Evet. Bir insanın, başka birilerinden bir beklenti de olması ve beklediğini, ümit ettiğini bulamaması insanı bir hayal kırıklığı ve moral olarak bozukluğa uğramasına sebep olabiliyor. Bu durum kendisinden bir şey beklenen açısından da; aynı neticeyi ortaya çıkarabiliyor. Bir şey beklenen her zaman insan olmayabilir. Devlette olabilir. Bugün Türkiye’den çok şey beklenildiği gibi; fakat gerçekçi olmak lazımdır. Türkiye, ne zaman güçlense, ne zaman huzurlu, dinamik bir ortama girse Türkiye’yi rahat bırakmak istemeyenler olmuştur. Türkiye özellikle Balkan coğrafyasından ve siyasetinden 100 yıl evvel adeta bir bedenin ciğeri koparılırcasına, koparılmıştır. Ancak; zaman her şeyin merhemi olmuş, en büyük gücümüz sabır, bizi bugünlere getirmiştir. Evimde; hediye edilen bir CD var. Bu CD’ de Türk askerinin, Prizren’de karşılanması görüntüleri var. CD’yi her seyredişimde bir tuhaf oluyorum. Bu asker, bu bayrak, bu topraklara hiç yabancı değil işte Türkiye tam 100 yıl aradan sonra tekrar askeri ile bu topraklarda. Bankaları ile bu topraklarda, iş adamları ile bu topraklarda, alperenleri ile eğitimcileri ile bu topraklarda, sanki tohumla toprağın buluşması gibi, suyla oruç tutanın iftarda buluşması gibi, Ferhat ile Şirin’in buluşması gibi, buluşmalar yaşanıyor, Balkanlar’da.
ZAHMETSİZ RAHMET OLMAZ
Ancak buraları 100 yıl evvel bırakılan balkanlar gibi değil; Eve geri dönen büyük abi Türkiye; evin çok değiştiğini görüyor; sokaklar aynı, camiler aynı, hatta Mimar Sinan’ının köprüsü bile aynı ama insanlar çok değişmiş. Bu sebeple kendinden bir şey umulan büyük ağabey Türkiye’nin işi buralarda çok zor. Önemli değil yiğitlerin harmanlandığı âlemde biliriz ki; Zahmetsiz Rahmet Olmaz”.

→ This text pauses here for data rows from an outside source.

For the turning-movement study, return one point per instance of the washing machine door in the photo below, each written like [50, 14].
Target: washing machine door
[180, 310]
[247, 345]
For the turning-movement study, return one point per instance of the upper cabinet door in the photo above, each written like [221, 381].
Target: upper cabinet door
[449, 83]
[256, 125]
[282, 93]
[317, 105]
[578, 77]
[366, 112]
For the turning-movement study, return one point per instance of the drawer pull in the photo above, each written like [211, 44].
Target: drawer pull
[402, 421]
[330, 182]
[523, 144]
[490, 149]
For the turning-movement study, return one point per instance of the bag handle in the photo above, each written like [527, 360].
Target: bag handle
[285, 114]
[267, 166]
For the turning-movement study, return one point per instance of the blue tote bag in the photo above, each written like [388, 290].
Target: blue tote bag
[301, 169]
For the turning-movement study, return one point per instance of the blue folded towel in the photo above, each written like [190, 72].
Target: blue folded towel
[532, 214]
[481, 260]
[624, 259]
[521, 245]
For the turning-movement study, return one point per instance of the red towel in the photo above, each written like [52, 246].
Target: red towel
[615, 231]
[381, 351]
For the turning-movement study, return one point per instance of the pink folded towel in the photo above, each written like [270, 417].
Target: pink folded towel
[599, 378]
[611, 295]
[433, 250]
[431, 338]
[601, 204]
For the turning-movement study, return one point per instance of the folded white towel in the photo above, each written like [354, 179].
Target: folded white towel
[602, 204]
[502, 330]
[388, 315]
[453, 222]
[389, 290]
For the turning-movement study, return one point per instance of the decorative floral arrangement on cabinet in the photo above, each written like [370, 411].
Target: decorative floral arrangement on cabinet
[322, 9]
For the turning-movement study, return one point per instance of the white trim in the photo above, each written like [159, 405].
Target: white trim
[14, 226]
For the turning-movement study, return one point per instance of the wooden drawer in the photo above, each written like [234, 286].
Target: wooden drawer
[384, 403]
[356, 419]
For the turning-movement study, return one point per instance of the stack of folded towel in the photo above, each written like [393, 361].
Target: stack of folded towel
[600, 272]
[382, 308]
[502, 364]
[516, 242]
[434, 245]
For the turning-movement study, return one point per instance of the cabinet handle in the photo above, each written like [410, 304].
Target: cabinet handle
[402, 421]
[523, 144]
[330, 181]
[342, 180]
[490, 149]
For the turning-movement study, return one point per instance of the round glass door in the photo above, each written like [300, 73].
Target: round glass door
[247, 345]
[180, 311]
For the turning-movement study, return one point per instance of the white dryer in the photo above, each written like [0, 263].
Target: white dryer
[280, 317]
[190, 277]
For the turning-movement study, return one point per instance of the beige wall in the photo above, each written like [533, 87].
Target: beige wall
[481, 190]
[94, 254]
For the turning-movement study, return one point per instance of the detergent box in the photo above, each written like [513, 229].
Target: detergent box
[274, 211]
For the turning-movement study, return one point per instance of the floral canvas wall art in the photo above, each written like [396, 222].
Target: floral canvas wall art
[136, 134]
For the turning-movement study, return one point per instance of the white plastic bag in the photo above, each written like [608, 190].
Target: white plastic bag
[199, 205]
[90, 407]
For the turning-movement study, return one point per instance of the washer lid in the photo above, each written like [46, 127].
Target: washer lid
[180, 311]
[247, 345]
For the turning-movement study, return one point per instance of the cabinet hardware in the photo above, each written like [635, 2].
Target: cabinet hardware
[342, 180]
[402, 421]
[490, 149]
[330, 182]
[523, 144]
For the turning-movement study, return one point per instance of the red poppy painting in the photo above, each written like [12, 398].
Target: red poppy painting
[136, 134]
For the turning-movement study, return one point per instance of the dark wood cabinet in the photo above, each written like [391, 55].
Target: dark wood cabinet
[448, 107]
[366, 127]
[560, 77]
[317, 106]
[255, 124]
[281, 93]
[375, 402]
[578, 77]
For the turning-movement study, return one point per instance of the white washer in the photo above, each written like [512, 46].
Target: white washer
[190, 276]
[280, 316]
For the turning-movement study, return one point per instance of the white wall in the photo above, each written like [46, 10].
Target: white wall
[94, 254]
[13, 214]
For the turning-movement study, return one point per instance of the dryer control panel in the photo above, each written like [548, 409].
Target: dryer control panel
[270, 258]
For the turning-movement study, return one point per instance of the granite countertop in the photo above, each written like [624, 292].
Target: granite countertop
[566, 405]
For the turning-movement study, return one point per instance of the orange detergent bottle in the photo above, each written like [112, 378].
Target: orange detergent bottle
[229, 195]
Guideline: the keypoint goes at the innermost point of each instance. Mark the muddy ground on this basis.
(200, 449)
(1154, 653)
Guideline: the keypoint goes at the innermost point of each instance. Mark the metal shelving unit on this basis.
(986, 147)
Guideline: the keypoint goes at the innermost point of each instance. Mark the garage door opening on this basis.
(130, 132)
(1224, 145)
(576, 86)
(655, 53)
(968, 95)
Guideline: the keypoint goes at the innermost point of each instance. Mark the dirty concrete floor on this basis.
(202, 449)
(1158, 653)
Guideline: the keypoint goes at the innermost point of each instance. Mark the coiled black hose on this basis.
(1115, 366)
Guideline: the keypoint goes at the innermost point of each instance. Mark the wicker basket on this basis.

Bu sebeple kendisinden çok şey umulan büyük abinin işi çok zor, mahcup olmaması lazım. Bunun için ağabeyin dikkatli olması gerektiği kadar, kendine yardımcı olmak isteyen, gönüllüleri de kol kanat germesi ve kucak açması gerekiyor. Halen bazı köşe başı tutan, monşerlerin dediği gibi “Biz devlet olarak bunları yapıyoruz, STK’ lara lüzum yok” zihniyeti ne bu çağa yakışır, ne de milleti ile son 10 yıldır barışmayı amaçlayan ve başaran devlete yakışır.
Bu sebeple kendinden çok şey umulan büyük ağabey sadece ben yaparım zihniyeti ile değil, hep beraber yapalım ve çalışalım zihniyeti ile tarihin omuzlarına yüklediği bu vazifenin ve sorumluluğun altından başarı ile kalkabilir. Tabi bu arada her şeyin varlık sebebi olan insanı unutmamak gerekir, insanı mutlu etmek, dünyanın en mukaddes vazifelerindendir. Bu insan hangi ırktan, hangi dinden olursa olsun, “Yaratılanı sev yaratandan ötürü” düsturu gereği kucağımızı ve yüreğimizi herkese açmalıyız. Bunun için; konuşmadan önce dinlemeyi, harcamadan önce kazanmayı, dua etmeden önce bağışlamayı, incitmeden evvel hissetmeyi, nefret etmeden önce sevmeyi, vazgeçmeden evvel gayret göstermeyi ve çevremizdekilere el uzatmayı kendimize şiar edinmeliyiz.
İşte hakikat ve hayatın sırrı burada gizlidir. Hayatı yaşamak, hayattan mutlu olmak ve hayatı hissetmek budur. Unutmayalım ki “TESTİNİN İÇİNDE NE VARSA DIŞINIDA O SIZAR”.
Ancak; biz yinede her şeyi yaratan ve kuşatan güç ve kudret sahibi Allah’tan, onun sonsuz hazinesinden ve yardımından hayatımızın son nefesine kadar ummaya devam edelim. Dualarımızı eksik eylemeyelim. Hayatımızın, her anında ve her yerde Allah bize yeter diyelim ve eğer başımıza büyük bir dert ve sıkıntı gelirse benim büyük bir derdim var demeyelim. Dertlerimize düşmanlarımıza ve sıkıntılarımıza dönüp, benim senden büyük Allah’ım var diyelim.